If you ever need to manipulate images really fast, or just want to make some pretty fractals, [Reuben] has just what you need. He developed a neat command line tool to send code to a graphics card and generate images using pixel shaders. Opposed to making these images with a CPU, a GPU processes every pixel in parallel, making image processing much faster.

All the GPU coding is done by writing a bit of code in GLSL. [Reuben]’s command line utility takes that code, sends it to the graphics card, and returns the image calculated by the GPU. It’s very simple for to make pretty Mandebrolt set images and sine wave interference this way, but [Reuben]’s project can do much more than that. By sending an image to the GPU and performing a few operations, [Reuben] can do very fast edge detection and other algorithmic processing on pre-existing images.

So far, [Reuben] has tested his software with a few NVIDIA graphics cards under Windows and Linux, although it should work with any graphics card with pixel shaders.

Although [Reuben] is sending code to his GPU, it’s not quite on the level of the NVIDIA CUDA parallel computing platform; [Reuben] is only working with images. Cleverly written software could get around that, though.
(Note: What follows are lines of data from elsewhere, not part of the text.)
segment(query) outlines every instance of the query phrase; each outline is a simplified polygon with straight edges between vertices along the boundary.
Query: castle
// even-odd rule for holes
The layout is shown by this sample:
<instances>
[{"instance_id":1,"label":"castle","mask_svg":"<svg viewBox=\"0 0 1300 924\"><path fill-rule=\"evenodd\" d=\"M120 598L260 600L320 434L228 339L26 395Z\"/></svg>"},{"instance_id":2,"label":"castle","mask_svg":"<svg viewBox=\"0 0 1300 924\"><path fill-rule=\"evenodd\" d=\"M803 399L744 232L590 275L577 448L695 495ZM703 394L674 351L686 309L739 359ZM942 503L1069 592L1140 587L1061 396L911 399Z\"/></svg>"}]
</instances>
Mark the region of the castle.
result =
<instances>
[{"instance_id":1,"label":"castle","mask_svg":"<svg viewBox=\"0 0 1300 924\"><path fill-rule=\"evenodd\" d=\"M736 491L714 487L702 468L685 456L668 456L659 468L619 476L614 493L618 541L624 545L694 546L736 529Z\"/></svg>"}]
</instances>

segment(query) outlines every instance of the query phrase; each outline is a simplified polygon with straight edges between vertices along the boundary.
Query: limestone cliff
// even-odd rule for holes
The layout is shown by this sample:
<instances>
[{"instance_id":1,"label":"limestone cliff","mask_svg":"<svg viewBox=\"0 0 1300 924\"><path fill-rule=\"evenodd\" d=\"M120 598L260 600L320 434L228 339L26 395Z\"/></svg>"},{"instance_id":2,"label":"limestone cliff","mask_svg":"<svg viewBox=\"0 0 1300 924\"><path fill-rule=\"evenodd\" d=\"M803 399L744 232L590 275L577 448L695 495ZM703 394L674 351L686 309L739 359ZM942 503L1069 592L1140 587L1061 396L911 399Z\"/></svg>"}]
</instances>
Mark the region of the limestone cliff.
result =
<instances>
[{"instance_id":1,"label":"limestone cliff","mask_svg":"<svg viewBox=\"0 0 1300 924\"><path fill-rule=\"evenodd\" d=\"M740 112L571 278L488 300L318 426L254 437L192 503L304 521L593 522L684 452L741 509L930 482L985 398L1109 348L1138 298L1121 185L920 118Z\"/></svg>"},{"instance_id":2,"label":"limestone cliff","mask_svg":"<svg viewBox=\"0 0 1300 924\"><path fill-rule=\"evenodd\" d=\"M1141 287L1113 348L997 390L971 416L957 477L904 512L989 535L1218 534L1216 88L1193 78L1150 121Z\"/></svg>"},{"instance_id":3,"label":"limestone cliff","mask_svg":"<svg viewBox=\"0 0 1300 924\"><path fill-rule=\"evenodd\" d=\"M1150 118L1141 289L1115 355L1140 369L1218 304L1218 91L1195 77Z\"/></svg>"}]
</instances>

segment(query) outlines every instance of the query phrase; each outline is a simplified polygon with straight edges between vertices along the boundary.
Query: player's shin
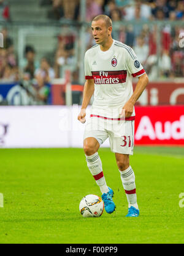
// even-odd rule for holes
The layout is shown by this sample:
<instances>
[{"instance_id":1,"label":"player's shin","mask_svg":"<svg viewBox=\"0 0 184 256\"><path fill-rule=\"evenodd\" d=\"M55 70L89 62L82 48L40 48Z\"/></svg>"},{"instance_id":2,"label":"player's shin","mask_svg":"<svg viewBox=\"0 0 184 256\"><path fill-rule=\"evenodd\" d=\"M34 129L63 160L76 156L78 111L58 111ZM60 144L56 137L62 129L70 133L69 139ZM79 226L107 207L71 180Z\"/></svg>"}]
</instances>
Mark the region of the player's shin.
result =
<instances>
[{"instance_id":1,"label":"player's shin","mask_svg":"<svg viewBox=\"0 0 184 256\"><path fill-rule=\"evenodd\" d=\"M98 152L91 156L86 156L87 166L93 175L97 185L99 186L102 194L109 191L102 171L102 165Z\"/></svg>"},{"instance_id":2,"label":"player's shin","mask_svg":"<svg viewBox=\"0 0 184 256\"><path fill-rule=\"evenodd\" d=\"M133 206L138 209L134 171L132 167L129 166L125 170L120 170L120 172L123 186L128 202L128 207L129 208L131 206Z\"/></svg>"}]
</instances>

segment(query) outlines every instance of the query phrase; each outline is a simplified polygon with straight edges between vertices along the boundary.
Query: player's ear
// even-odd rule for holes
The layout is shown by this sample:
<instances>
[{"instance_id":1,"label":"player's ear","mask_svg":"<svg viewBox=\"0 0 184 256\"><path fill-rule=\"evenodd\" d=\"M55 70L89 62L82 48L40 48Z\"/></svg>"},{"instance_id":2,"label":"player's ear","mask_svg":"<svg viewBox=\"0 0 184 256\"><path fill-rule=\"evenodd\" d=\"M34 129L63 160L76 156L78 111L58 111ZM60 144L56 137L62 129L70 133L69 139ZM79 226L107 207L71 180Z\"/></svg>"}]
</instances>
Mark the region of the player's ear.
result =
<instances>
[{"instance_id":1,"label":"player's ear","mask_svg":"<svg viewBox=\"0 0 184 256\"><path fill-rule=\"evenodd\" d=\"M109 26L108 28L108 36L109 36L112 33L112 26Z\"/></svg>"}]
</instances>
Still, even if [Reuben]’s project is only used for image processing, it’s still much faster than any CPU-bound method.

You can grab a copy of [Reuben]’s work over on GitHub.

15 thoughts on “GPU Programming For Easy & Fast Image Processing

  1. So if I’m reading this correctly as a rendering engineer, and stripping away the buzzwords, all [Reuben] did was write a program that loads a .FSH file and draws a full-screen quad?
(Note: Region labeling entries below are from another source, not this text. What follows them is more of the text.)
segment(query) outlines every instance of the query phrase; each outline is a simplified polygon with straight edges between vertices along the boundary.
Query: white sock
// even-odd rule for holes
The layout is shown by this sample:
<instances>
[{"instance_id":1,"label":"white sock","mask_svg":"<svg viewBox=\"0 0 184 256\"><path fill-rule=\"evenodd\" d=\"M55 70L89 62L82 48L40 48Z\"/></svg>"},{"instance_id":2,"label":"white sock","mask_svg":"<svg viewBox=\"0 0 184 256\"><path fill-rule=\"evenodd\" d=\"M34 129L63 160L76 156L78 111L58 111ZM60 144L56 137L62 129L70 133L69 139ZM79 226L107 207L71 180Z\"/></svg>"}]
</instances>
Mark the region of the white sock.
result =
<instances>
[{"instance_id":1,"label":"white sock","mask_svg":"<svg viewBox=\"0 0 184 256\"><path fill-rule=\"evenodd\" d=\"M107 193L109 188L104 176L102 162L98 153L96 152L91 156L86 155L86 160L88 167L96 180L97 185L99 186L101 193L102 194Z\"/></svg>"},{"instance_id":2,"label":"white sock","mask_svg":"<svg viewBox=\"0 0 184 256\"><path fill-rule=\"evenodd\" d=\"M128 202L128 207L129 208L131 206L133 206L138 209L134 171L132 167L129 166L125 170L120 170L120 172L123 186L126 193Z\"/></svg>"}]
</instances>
      1. No, it’s more like “your” not a rendering engineer, and “your” just being taken in by buzzwords that are rather trivial to implement in practice.

        You can implement a simple Sobel filter using around 8 lines of GLSL, just perform four additional tex2D calls to fetch the neighboring texels around the central texel, subtract the texels’ values from the central texel, and then use a ternary operator comparison to set the output pixel to white when the difference is over a given threshold. The “framework” to render a full-screen quad, and maybe bind an image to a sampler, takes about 30 minutes to write with some cursory Googling, and the relevant GLSL fragment shader about 5 minutes.

        How on earth is this even remotely noteworthy?

      2. @SFRH

        I’m interested in AI and was not aware that you could do say edge detection with GPU. That is the newsworthy bit for me.

        Your comment is also worthy because it does point out that it is probably not very hard to do so.

        Interdistsiplinary information sharing is very important.

      3. @SFRH
        >>How on earth is this even remotely noteworthy?

        Because I have not done this in the fashion before, ergo neither has someone else, ergo it opens doors for others.

        Yore pointing out of how quickly this can be done makes it an interesting point that even non image data can be processed as an image. Heck I may even take yore advice and render a waveform to an image via the graphics card with some built in filters and shader manipulation you can do many things.

        I think I will take yore advice about the filters and use a separate pinching algorithm to do beet detection

        @Kris Lee
        >>Interdistsiplinary information sharing is very important

        Agree’d

      1. This isn’t terrifically new, but I’m glad to see people interested in it. OpenGL is more portable, but there are DirectX versions for those of us oriented on Windows.

        Here is a chapter on image processing in the 2005 book GPU Gems 2.

    1. Yes that’s basically it. Look at the comments in the header of fragment.h in the github repo. It’s a neat tool to have for experimenting, not some massively useful new approach or idea.